Few questions regarding the DSEengine
Hello Miasm !
First of all, thanks for this wonderful project, I use it almost every day and I wanted to say to you that the more I understand/discover it, the more I love it.
I've got a couple of questions regarding the DSEengine.

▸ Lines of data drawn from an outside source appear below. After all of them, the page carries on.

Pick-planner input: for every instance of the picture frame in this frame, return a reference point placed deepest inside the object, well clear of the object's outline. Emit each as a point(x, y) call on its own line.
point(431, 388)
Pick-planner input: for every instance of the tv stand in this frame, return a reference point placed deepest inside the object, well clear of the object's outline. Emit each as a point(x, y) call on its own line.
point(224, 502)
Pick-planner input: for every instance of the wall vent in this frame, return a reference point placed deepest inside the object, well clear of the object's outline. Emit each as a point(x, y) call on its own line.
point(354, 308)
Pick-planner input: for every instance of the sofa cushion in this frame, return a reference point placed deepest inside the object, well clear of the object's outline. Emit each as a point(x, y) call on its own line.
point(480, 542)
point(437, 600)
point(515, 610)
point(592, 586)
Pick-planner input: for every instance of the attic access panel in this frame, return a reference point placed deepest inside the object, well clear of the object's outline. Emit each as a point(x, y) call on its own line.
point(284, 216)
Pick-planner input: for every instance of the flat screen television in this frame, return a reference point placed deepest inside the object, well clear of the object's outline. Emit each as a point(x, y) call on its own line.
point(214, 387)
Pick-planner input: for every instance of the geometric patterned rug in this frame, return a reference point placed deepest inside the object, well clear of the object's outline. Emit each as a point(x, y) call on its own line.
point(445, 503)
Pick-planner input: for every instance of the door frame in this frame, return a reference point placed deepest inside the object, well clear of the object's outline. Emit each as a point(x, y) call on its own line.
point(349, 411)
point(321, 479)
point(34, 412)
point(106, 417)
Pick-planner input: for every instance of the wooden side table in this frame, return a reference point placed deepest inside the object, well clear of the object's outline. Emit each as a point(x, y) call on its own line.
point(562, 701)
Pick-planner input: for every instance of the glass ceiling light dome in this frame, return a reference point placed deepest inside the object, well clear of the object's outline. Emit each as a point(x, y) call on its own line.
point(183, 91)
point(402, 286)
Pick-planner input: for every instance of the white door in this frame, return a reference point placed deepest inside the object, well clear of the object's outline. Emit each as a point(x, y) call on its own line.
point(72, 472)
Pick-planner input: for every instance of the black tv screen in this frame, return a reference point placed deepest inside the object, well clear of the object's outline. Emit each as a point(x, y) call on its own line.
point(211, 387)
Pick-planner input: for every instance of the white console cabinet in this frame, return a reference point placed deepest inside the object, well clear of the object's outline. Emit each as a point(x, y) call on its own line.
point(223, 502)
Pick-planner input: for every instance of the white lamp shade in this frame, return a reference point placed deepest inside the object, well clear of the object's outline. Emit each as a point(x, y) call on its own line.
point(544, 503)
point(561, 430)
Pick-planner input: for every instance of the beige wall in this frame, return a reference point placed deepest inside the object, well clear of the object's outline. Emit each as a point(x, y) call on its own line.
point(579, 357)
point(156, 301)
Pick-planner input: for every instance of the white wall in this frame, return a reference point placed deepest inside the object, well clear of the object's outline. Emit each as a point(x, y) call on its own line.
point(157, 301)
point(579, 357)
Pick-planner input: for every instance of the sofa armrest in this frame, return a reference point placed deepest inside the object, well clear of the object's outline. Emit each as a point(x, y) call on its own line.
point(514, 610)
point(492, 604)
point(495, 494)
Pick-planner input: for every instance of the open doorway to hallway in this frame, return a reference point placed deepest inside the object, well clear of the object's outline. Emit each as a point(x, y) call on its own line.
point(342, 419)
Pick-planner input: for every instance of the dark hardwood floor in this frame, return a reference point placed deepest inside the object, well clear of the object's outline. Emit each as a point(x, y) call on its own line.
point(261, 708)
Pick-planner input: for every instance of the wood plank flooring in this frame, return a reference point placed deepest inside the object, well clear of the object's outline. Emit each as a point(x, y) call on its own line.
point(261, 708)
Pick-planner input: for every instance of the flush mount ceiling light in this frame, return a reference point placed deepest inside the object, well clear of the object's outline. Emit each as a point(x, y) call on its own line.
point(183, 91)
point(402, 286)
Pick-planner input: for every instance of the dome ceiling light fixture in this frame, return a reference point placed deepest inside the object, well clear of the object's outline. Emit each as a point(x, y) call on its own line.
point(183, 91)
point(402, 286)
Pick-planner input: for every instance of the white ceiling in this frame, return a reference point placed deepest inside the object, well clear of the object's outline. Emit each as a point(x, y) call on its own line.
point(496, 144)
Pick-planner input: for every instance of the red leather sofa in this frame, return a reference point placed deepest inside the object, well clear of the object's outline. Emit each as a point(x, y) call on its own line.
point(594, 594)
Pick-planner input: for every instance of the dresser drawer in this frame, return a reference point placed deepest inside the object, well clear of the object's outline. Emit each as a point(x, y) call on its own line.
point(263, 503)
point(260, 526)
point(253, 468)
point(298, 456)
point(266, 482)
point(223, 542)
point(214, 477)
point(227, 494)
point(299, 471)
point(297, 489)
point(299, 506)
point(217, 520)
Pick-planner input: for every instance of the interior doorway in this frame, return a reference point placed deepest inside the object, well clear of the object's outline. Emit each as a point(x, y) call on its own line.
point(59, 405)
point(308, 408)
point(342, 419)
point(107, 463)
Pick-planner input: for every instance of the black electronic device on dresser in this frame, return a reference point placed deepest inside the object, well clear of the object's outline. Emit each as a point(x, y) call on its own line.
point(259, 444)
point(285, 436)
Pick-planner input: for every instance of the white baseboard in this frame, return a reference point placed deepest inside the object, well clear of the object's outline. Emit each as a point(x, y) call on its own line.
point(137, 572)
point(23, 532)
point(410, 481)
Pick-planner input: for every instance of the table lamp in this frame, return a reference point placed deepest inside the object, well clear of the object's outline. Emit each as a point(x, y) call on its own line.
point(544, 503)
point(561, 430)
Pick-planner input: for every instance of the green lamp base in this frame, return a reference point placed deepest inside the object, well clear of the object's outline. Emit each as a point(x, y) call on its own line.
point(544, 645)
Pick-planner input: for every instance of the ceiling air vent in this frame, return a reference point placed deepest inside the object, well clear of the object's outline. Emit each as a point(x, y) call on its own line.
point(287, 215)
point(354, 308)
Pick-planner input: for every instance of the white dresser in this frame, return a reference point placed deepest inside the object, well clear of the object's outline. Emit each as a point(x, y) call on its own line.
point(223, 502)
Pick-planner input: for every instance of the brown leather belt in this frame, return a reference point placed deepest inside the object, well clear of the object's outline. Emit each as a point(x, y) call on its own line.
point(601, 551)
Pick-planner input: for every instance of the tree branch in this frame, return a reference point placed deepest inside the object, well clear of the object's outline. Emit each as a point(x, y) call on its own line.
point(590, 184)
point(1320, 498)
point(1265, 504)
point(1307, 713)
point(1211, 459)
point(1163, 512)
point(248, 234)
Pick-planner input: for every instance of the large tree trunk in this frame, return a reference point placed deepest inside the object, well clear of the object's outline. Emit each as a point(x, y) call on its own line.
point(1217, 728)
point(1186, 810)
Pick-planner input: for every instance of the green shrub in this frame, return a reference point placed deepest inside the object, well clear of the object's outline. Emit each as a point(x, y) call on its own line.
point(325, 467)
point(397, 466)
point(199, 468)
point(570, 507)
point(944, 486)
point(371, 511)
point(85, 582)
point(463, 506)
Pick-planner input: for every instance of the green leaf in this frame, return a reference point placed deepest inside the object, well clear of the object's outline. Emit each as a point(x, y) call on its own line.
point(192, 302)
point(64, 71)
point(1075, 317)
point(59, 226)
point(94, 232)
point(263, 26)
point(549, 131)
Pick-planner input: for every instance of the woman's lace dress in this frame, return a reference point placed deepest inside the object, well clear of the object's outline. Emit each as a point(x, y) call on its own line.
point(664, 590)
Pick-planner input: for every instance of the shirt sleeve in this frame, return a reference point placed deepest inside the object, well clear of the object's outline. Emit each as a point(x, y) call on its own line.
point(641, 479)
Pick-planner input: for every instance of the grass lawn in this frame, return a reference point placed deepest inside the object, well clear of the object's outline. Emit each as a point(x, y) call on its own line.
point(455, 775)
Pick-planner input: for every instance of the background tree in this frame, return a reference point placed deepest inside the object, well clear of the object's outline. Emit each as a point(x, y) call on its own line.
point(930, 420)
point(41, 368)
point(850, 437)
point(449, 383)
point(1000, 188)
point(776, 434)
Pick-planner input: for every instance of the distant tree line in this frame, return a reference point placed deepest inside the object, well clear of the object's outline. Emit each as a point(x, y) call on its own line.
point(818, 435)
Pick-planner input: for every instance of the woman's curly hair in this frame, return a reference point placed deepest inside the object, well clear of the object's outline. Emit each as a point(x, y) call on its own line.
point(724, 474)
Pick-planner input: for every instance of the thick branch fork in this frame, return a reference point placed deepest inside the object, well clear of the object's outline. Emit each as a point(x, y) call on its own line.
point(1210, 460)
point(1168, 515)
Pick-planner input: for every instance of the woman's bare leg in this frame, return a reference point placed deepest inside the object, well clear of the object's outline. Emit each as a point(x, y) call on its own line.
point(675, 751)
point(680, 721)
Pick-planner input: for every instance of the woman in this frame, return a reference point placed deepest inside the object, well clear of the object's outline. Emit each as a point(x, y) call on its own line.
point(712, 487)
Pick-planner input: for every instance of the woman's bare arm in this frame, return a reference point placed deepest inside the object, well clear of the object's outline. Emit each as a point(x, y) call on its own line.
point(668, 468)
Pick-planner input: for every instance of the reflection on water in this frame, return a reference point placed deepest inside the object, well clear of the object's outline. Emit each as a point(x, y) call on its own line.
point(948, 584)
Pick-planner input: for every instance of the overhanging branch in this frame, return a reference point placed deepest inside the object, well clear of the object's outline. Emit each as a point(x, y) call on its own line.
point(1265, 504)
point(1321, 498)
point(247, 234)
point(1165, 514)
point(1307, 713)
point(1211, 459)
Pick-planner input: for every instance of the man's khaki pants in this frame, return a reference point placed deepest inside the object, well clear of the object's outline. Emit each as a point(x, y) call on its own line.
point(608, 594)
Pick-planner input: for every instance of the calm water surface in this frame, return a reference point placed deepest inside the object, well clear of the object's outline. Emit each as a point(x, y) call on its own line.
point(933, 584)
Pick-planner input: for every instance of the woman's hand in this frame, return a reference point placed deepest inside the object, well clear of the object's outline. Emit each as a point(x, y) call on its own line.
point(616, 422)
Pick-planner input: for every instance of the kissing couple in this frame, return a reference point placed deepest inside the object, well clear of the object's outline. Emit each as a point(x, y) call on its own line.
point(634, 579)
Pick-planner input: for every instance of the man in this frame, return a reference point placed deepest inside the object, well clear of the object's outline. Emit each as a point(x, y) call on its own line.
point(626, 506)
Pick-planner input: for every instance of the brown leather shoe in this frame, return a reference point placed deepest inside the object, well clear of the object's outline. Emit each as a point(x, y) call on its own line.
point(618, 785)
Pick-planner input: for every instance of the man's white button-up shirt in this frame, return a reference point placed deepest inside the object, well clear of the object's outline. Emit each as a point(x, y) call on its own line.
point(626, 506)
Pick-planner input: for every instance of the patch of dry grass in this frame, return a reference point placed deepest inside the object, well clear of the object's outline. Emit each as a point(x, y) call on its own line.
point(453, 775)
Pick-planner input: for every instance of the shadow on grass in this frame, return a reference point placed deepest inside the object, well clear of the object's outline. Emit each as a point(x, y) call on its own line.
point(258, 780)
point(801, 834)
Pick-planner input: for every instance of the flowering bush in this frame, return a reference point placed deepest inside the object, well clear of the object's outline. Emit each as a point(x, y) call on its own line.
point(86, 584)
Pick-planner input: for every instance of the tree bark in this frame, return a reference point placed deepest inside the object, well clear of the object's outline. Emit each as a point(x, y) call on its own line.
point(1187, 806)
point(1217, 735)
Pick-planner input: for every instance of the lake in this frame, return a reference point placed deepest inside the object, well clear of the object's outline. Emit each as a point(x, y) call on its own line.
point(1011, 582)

I wrote this small shellcode:
nop
mov eax, 0x12345678
add eax, 0xc
xor eax, 0x89abcdef
mov dword ptr [esp - 4], eax
nop
And I used it with the DSEengine in this small example of code:
from miasm.core.interval import interval
from miasm.core.bin_stream import bin_stream_str
from miasm.analysis.dse import DSEEngine
from miasm.analysis.machine import Machine
from miasm.jitter.csts import PAGE_READ, PAGE_WRITE, PAGE_EXEC
from miasm.expression.simplifications import expr_simp
from miasm.expression.expression import ExprId, ExprInt, ExprMem, ExprAff, ExprAssign
def stop(jitter):
return False
bs = bytes.fromhex("90 B8 78 56 34 12 83 C0 0C 35 EF CD AB 89 89 44 24 FC 90".replace(" ",""))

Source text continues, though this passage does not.